Prezydent chce dać rodzicom prawo do cofnięcia swojej zgody, w każdej chwili, bez podania przyczyn tej decyzji. Jeżeli większość rodziców cofnie taką zgodę, dyrektor będzie musiał wyprosić stowarzyszenie ze szkoły.

Niejasne jest, czy prawo do „cofnięcia zgody” dotyczy jedynie rodziców, którzy „zagłosowali”, czy też także rodziców, którzy milczeli, a  ich głos został uznany „za”.

Zgodnie z projektem, w ciągu 3 miesięcy od daty wejścia w życie ustawy, wszystkie stowarzyszenia i organizacje działające na terenie szkoły będą musiały przedstawić prospekt i poddać się „referendum”.

Protest organizacji pozarządowych

Organizacje pozarządowe proponowaną nowelizację od początku oprotestowały, uznając, że  wpłynie ona na pogorszenie jakości pracy polskiego systemu szkolnictwa. W stanowisku, pod którym podpisały się m.in. Fundacja „Dajemy Dzieciom Siłę”, Fundacja Szkoła z klasą, Fundacja im. Roberta Schumana, Fundacja „Przestrzeń dla Edukacji”, Amnesty International i Helsińska Fundacji Praw Człowieka czytamy: „Przedstawione w prezydenckim projekcie zmiany prawa oświatowego rozwiązania nakładają ograniczenia na działalność organizacji pozarządowych w szkołach i placówkach oraz w istotny sposób utrudniają korzystanie z oferowanego przez nie wsparcia edukacyjnego i wychowawczego”.

Zdaniem protestujących, przedstawione w projekcie ustawy rozwiązania ograniczą działalność organizacji pozarządowych w szkołach i placówkach oraz utrudnią korzystanie z oferowanego przez nie wsparcia edukacyjnego i wychowawczego.

- Organizacje społeczne działają w szkołach i innych placówkach na podstawie przepisów prawa. Od ponad 30 lat wykonują ogromną pracę na rzecz polskiej oświaty, towarzyszą nauczycielom, oferując ciekawe zajęcia mieszczące się w ramach podstawy programowej np. historii, kultury czy ochrony środowiska jak i proponując dodatkowe zajęcia, które wykraczają poza program szkolny a które służą rozwojowi uczniów (…). Pomagają realizować programy edukacyjne, profilaktyczno–wychowawcze i inne zadania, wynikające z zapisów podstawy programowej i prawa oświatowego.
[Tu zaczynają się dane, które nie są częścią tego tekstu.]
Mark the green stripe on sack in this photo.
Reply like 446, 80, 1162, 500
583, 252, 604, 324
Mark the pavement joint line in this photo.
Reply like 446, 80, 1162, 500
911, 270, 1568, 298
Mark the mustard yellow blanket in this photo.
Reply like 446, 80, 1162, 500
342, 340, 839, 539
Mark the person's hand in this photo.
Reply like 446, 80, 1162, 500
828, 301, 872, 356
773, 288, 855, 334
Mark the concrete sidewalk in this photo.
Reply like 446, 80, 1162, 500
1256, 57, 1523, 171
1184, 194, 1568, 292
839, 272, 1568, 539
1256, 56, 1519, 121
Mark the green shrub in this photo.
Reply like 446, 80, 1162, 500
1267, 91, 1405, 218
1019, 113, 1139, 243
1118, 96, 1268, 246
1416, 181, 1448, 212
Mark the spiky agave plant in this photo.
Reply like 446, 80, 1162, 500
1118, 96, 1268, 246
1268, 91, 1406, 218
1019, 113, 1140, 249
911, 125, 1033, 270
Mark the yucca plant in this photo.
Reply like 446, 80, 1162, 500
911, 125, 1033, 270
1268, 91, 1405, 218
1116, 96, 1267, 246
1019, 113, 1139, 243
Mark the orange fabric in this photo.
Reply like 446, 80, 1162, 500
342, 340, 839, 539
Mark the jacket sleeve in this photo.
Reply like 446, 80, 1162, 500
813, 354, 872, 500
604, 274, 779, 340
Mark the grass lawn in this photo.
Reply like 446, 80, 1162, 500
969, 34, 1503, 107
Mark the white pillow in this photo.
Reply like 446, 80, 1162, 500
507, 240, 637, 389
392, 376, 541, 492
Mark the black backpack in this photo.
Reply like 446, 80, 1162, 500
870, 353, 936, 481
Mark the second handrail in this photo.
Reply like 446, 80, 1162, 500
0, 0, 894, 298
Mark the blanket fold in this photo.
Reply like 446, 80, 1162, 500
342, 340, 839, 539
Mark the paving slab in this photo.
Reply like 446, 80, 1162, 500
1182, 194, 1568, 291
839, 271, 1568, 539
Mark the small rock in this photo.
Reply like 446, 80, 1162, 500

Wspierają pracę niemal wszystkich polskich szkół, tysięcy nauczycieli i nauczycielek, milionów uczniów i uczennic, a także ich rodziców. Prowadzą zajęcia dla uczniów, szkolą nauczycieli i dyrektorów, wprowadzają innowacyjne metody pracy i nowe technologie, pomagają przełamywać szkolne schematy - czytamy w stanowisku organizacji.

Jeśli decydować będzie głos większości rodziców, to jaki sens ma istnienie rad rodziców? - zastanawiają się przedstawiciele organizacji pozarządowych.